X_train, X_test, y_train, y_test = train_test_split(X,y, test_size = ) 

In [None]:
# let's take a look at how many samples we got, just to check.
print(X_train.shape)
print(X_test.shape)

## Scaling our dataset

Ok, we need to scale our dataset.  We learned about two choices so you can pick from two options!

* StandardScaler
* MinMaxScaler

Now there is a small wrinkle.  We need to fit and transform on our `X_train` data, but we __only__ `transform` the test data.  This is because the transformation requires __knowing__ something about the dataset.  We actually have our scaler learn that from the data with `fit`, but since we are simluating tomorrows world, we absolutely do not know the mean and std of the test data! Therefore we will scale the test data with whatever stats we learned from the training data and hope it's close enough.  This is the messy reality of machine learning.

In [None]:
## initialize a scaler here

scaler = # your choice of scaler here (check the imports to remember their names)

In [None]:
## first we need to `.fit()` our scaler on the dataset
## this teaches the scaler the mean values of the features and the standard deviation.
## these two values are used in the transformation process.
## You should only call `.fit` on training data! Never on the testing data!
scaler.fit(X_train)
# now we transform the data
X_train_scaled = scaler.transform(X_train)

In [None]:
## Now we need to transform our testing set here

X_test_scaled = #use the scaler transform function on our dataset to return a new dataset

# Train a model

Ok it's time to train our model.  We will want to choose one of the three options we imported earlier. The only difference here is that we will train __only__ on the training data.

* LinearRegression
* SGDRegressor
* Ridge

We are also going to train a [dummy regressor](https://scikit-learn.org/stable/modules/generated/sklearn.dummy.DummyRegressor.html).  This regressor will use a default strategy like 'mean' or 'median'. That means it will always guess the average value in the dataset, which is pretty dumb,b ut we need to prove to ourselves that our model learned something -- so this is a good way to do it.

In [None]:
# initialize a model here

reg = # initialize your model here
reg_dummy = DummyRegressor(strategy='') # put a strategy into the keyword argument there!

In [None]:
# Train your model here with .fit

reg.fit(, ) # only use the training data for fitting
reg_dummy.fit(,) # we gotta fit our dummy too

# Evaluate our model

Ok, let's use our trained model to make predictions, then we can evaluate those predictions against the real known `y` values.
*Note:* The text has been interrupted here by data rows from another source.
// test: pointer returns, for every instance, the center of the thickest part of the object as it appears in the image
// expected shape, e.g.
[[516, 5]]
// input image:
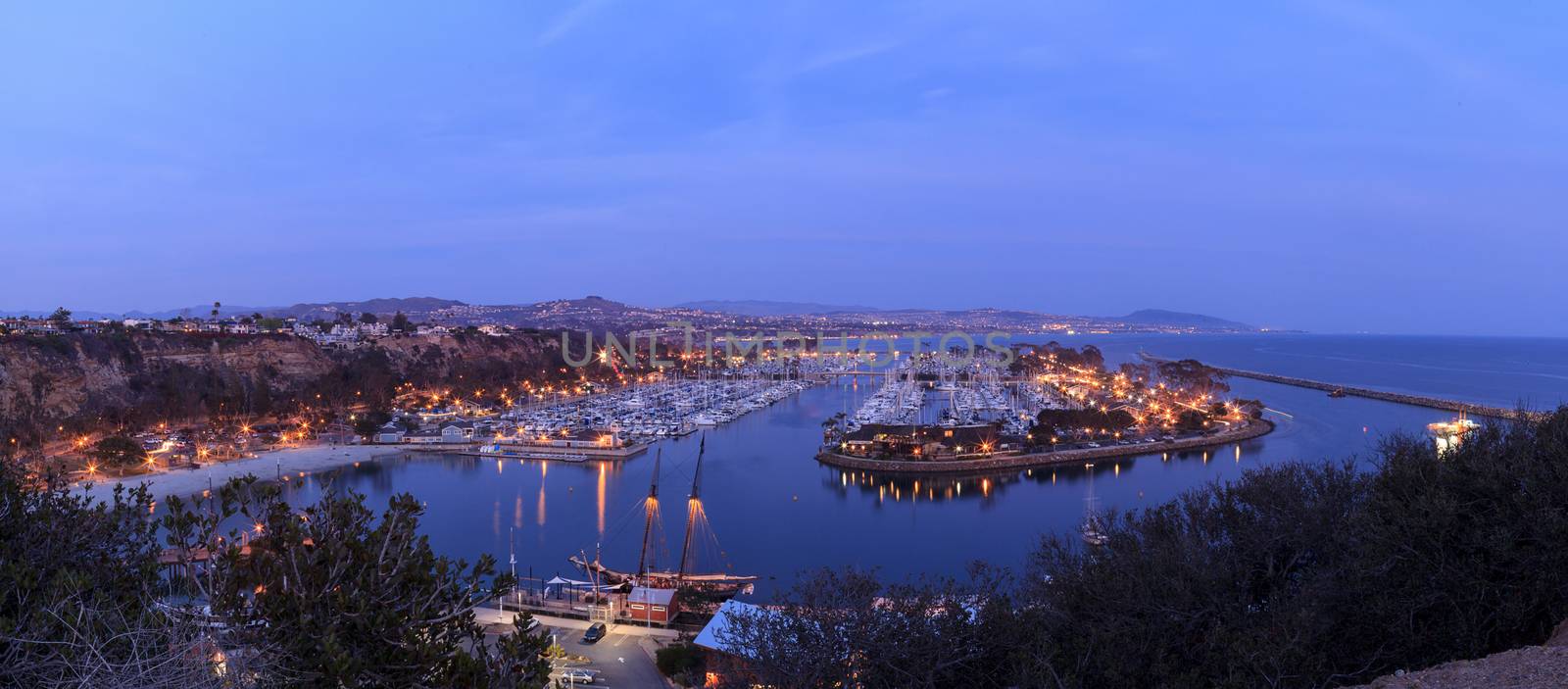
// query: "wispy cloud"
[[568, 21], [844, 55]]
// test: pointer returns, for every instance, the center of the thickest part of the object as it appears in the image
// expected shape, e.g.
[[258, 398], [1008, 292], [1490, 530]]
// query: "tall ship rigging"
[[682, 576]]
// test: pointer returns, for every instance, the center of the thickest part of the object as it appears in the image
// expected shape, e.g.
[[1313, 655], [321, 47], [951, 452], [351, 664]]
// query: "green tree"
[[350, 600], [678, 660], [1191, 419], [118, 451], [62, 319], [77, 587]]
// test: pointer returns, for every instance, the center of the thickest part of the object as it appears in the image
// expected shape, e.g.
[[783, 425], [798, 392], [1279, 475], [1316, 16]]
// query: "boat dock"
[[1372, 394]]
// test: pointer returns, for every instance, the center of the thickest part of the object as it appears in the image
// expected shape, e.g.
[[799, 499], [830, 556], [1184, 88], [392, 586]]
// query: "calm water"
[[773, 511]]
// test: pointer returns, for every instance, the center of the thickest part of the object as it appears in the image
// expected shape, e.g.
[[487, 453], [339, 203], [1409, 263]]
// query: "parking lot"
[[618, 661]]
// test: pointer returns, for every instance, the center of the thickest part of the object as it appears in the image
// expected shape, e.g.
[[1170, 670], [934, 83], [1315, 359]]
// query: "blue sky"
[[1324, 165]]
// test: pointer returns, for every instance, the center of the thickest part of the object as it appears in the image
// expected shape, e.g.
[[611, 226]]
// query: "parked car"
[[576, 675]]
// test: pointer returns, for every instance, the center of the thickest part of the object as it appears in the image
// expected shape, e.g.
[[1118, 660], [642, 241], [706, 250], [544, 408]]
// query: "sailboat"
[[1094, 527], [715, 582]]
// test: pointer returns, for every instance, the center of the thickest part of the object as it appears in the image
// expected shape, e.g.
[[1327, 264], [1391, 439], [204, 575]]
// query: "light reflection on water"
[[775, 511]]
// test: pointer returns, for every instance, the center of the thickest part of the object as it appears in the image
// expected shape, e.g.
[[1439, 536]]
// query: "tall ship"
[[684, 576]]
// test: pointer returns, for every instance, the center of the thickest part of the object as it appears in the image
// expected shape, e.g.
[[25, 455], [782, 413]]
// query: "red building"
[[651, 605]]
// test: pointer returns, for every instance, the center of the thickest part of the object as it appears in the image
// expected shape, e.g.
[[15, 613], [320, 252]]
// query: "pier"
[[1372, 394]]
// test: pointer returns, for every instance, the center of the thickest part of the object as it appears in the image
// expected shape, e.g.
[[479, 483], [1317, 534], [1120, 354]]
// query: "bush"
[[678, 658], [1317, 574]]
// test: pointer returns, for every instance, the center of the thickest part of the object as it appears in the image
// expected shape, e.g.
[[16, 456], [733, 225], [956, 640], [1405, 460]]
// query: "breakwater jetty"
[[1235, 433], [1374, 394]]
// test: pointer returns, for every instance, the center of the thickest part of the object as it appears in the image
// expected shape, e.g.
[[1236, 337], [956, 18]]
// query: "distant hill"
[[1178, 319], [770, 308], [598, 313]]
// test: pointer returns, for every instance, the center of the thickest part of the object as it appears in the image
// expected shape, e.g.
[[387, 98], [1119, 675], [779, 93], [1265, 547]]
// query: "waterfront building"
[[651, 605]]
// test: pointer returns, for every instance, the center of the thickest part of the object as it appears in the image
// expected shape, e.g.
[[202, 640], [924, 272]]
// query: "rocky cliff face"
[[90, 381]]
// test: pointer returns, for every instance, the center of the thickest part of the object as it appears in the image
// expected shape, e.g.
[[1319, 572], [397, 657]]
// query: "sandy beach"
[[266, 465]]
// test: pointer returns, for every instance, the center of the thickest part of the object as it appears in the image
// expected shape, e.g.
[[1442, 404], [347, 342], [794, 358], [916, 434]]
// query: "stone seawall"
[[1371, 394], [1253, 428]]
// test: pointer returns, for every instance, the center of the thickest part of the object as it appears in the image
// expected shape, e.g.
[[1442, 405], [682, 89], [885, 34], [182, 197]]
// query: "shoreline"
[[266, 467], [1253, 428]]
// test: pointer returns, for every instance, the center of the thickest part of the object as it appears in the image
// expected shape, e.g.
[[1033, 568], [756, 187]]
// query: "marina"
[[781, 512]]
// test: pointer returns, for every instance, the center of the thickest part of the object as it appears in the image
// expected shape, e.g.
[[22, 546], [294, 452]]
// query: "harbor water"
[[772, 511]]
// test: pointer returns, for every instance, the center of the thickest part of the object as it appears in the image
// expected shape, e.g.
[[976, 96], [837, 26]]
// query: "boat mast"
[[653, 509], [694, 503]]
What should we evaluate against though?  Should we evaluate the training data? Or just the test data?
You can decide, but obviously we should definitely evaluate the test data.

In [None]:
## use your model to make predictions on the data

y_pred = # your model.predict here  -- now you can use X_test
dumb_y_preds = reg_dummy.predict()  # put in the testing x to make some predictions

Ok now we need to evaluate our predictions. We will use scikit-learns inbuilt mean squared error metric for this. It's very important that you pass your arguments correctly to the evaluation function, all scikit-learn metrics use `y_true, y_pred` format, which means pass the ground-truth first, followed by the prediction.

Ok let's compare our results to our dummy!

In [None]:
reg_score = mean_squared_error(y_test, y_pred)
dummy_score = mean_squared_error(y_test, dumb_y_preds)
print (f"the MSE for our regressor is:{reg_score}")
print (f"the MSE for our dummy is:{dummy_score}")

## That's a wrap!

Any issues? Are we happy with everything?